As we launch into summer, humidity adds to the discomfort of heat in the home. Here are three top ways to naturally remove humidity in your home.
Ideal home humidity, or moisture in the air, is between 40 to 60%. This range promotes good indoor air quality and is considered healthy. If you aren’t sure whether humidity is impacting the comfort of your home, consider purchasing a hydrometer (humidity sensor).
Showers and baths, as well as the stove, dishwashers and clothes dryers add humidity to the home. There can be other culprits, but these are some of the main reasons why humidity increases. To counteract these sources of humidity, increase ventilation from outside.

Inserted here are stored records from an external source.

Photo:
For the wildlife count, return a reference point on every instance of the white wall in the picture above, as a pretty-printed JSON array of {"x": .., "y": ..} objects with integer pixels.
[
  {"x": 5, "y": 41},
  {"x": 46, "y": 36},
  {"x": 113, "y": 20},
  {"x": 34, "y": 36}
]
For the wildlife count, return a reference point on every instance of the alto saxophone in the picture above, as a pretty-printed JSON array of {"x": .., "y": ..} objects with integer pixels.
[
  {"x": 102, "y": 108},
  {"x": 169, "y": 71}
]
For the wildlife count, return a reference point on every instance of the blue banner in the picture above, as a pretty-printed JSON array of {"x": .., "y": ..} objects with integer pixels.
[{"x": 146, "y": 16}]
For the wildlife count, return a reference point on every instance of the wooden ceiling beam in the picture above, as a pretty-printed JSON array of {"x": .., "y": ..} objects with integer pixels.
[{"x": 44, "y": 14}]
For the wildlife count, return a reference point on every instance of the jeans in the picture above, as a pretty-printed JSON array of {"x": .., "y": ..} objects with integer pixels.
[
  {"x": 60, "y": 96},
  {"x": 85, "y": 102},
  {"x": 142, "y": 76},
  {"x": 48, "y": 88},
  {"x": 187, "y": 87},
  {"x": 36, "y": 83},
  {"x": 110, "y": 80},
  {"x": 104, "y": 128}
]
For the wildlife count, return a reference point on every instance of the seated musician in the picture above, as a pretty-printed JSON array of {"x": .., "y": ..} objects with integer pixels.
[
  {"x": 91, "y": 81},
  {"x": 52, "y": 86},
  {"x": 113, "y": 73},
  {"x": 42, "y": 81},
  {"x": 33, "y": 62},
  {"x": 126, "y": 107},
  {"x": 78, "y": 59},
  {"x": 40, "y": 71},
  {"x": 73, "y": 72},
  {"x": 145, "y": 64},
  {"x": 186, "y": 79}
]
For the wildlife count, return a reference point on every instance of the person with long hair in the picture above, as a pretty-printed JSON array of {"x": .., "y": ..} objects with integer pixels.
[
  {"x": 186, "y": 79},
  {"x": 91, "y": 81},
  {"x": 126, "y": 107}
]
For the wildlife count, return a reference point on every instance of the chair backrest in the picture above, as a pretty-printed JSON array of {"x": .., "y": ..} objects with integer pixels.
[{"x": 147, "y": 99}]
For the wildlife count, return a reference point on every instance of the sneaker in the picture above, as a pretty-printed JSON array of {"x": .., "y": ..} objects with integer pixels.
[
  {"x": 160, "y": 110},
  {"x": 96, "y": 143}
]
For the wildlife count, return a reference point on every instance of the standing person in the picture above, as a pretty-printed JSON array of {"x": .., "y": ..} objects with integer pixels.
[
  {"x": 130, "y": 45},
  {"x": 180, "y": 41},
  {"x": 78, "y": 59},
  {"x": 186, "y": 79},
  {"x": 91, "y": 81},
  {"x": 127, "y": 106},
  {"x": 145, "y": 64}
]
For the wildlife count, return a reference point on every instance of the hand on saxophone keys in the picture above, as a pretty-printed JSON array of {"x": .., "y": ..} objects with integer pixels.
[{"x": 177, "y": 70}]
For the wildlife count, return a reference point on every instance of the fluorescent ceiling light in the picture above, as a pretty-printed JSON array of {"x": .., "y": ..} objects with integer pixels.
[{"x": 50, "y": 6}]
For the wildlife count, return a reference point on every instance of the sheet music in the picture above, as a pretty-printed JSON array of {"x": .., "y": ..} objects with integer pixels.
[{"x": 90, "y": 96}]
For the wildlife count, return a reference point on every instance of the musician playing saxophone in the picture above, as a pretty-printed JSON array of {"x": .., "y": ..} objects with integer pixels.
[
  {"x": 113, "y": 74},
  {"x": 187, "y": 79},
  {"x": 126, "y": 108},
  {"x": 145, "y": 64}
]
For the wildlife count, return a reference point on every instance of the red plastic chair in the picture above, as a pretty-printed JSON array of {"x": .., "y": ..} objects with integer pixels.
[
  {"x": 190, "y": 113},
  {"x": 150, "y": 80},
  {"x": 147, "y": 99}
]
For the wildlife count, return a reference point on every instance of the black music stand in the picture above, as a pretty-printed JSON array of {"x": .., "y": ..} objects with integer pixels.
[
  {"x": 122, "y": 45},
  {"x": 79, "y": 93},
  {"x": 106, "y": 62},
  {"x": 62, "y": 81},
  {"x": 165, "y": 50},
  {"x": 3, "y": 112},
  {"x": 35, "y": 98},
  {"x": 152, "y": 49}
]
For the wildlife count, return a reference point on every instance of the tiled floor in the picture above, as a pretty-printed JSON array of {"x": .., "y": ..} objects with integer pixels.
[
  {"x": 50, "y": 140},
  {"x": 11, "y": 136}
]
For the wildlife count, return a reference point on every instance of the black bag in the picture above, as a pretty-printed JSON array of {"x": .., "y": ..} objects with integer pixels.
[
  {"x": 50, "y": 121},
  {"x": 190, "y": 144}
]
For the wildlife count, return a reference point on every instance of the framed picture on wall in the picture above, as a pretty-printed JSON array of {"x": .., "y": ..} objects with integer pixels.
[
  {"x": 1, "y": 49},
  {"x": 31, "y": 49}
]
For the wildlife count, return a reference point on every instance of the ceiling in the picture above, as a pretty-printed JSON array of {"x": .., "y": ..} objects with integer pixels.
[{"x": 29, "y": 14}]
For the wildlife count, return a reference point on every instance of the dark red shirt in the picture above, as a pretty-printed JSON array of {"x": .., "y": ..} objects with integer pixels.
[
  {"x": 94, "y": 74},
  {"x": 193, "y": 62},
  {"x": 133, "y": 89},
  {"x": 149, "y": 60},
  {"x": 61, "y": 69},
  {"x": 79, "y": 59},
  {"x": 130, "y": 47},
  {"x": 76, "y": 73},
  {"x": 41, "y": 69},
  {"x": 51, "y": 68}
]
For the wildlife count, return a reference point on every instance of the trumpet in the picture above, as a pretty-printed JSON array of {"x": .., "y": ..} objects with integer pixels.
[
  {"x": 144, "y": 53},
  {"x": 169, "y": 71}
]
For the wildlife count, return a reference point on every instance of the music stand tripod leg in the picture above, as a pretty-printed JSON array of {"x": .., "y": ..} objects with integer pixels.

Turn on bathroom and stovetop fans when these areas are in use. Open windows and screen doors in the early mornings and cooler evening temperatures to let the fresh outdoor air inside. This has to be done at the right times or you risk letting your air-conditioned air escape.
Move houseplants outdoors
Plants require moisture to live and grow but the wet soil can contribute to the home’s humidity. During summer, many houseplants can be moved outdoors to minimize their impact on the home.
If a plant is temperature sensitive and needs to remain indoors, consider covering the base to keep the moisture from escaping. Ideas for indoor plant soil covers include bark dust and mulch, sand, seashells, or other decorative rock or cut glass. Keep in mind that any kind of mulch needs to be applied sparingly to allow the roots to breathe.
Find and repair leaks
Many homes have water leaks that go unnoticed. Not only is this expensive but it can increase home humidity and cause mold growth. To test for leaks, check the water meter reading when no appliances, baths, showers or toilets are in use. After two hours, check the water meter reading again. If there has been an increase in the meter reading while all water sources were off, there is a leak that needs to be found.
Common areas to find a water leak are in toilets, showerheads, faucets, and outdoor irrigation. For more ideas on finding and stopping water leaks, check out the United States Environmental Protection Agency’s Leak Facts.
Use a dehumidifier
This last one doesn’t fall into the category of natural, but if you still find the humidity to be high in the home, consider purchasing a dehumidifier. Dehumidifiers have a fan that pulls surrounding air inside and pushes the air through the dehumidifier’s cooled coils. The coils use condensation to pull humidity out of the air before reheating the air and sending it back into the room.
Dehumidifiers can be set to the user’s preference. As the dehumidifier is in use, water collects in a bucket. This water is indicative of how much moisture is being pulled out of the air.